Anonymous users2024-01-31

It can meet your needs. Here are a few examples:

Example 1: There are a few candles left on the table.

Topic: There were 12 lit candles on the table, but three were blown out by the wind, and soon two were blown out by another gust of wind, and finally there were a few candles left on the table.

Answer: 5 roots.

Example 2: How many lights are left?

Topic: There are 9 lights in the classroom, 3 are turned off, how many lights are left?

Answer: 9 lights.

Example 3: Soy sauce?

Topic: Xiao Ming's family has 16 catties of soy sauce, and 2 catties are taken away every month, will the soy sauce be used up in a few months?

Answer: After 7 months.

Example 4: Can the rim of the cup be turned face down?

Question: There are 14 cups on the table, 3 cups are facing up, now turn 4 cups at a time (turn the cups up to face down, and turn the cups down to face up). Q:

Can the cup be turned several times with the rim facing down? If not, then can you only do it with 6 flips per time? What about 7?

Answer None of them can be done, only 7 of them can do it.

The initial state is 3"+"，11"-", so multiplying 14 numbers makes the product -1, and turning 1 cup is to change +1 to -1 or -1 to +1, and when turning 1 cup, it is equivalent to multiplying the original state by -1.

When you turn the cup n times, it is equivalent to multiplying it by n"-1", so every time you turn an even number of cups, the initial state does not change"-1"of this result.

Therefore, turning 4 cups at a time and 6 cups at a time cannot change the product to yes"-1"of this result.

And every time you flip an odd number of cups, you can change the initial state"-1"of this result. So turning 7 cups at a time and turning an odd number of times will do it.

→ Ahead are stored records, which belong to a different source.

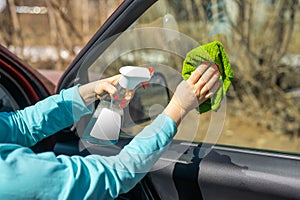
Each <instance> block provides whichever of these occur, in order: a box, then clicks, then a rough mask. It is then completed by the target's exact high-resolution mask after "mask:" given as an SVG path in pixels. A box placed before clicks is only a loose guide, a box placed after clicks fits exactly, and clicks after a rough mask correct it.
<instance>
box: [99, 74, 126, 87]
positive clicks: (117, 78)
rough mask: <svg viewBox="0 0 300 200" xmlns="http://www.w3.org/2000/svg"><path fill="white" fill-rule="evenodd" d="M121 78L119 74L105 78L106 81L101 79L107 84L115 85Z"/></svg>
mask: <svg viewBox="0 0 300 200" xmlns="http://www.w3.org/2000/svg"><path fill="white" fill-rule="evenodd" d="M120 78H121V74H118V75H115V76H112V77H109V78H106V79H102V81H103V82H108V83H111V84H113V85H117V83H118V82H119V79H120Z"/></svg>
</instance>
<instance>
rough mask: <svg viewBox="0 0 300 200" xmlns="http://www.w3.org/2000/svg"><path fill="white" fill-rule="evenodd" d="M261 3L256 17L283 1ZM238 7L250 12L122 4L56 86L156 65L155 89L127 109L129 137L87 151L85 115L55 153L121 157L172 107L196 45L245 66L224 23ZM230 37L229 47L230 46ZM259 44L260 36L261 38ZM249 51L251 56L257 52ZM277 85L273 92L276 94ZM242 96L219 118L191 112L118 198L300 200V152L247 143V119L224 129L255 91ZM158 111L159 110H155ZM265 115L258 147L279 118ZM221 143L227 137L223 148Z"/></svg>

The specific operation is as follows: in the original state, 3 cups are facing up, and 11 cups are facing down;

Flip 2 cups with the rim facing up and 5 cups facing down, after flipping, 6 cups with the rim up and 8 cups with the rim facing down;

Flip 3 cups with the rim facing up, flip the 4 cups with the rim down, and after flipping, 7 cups with the rim facing up and 7 cups with the rim facing down;

Turn 7 cups facing up. After flipping, the 14 cups are all facing down, completing the task.

Finally, I would like to enclose the cover of "Fun Math Problems" for you!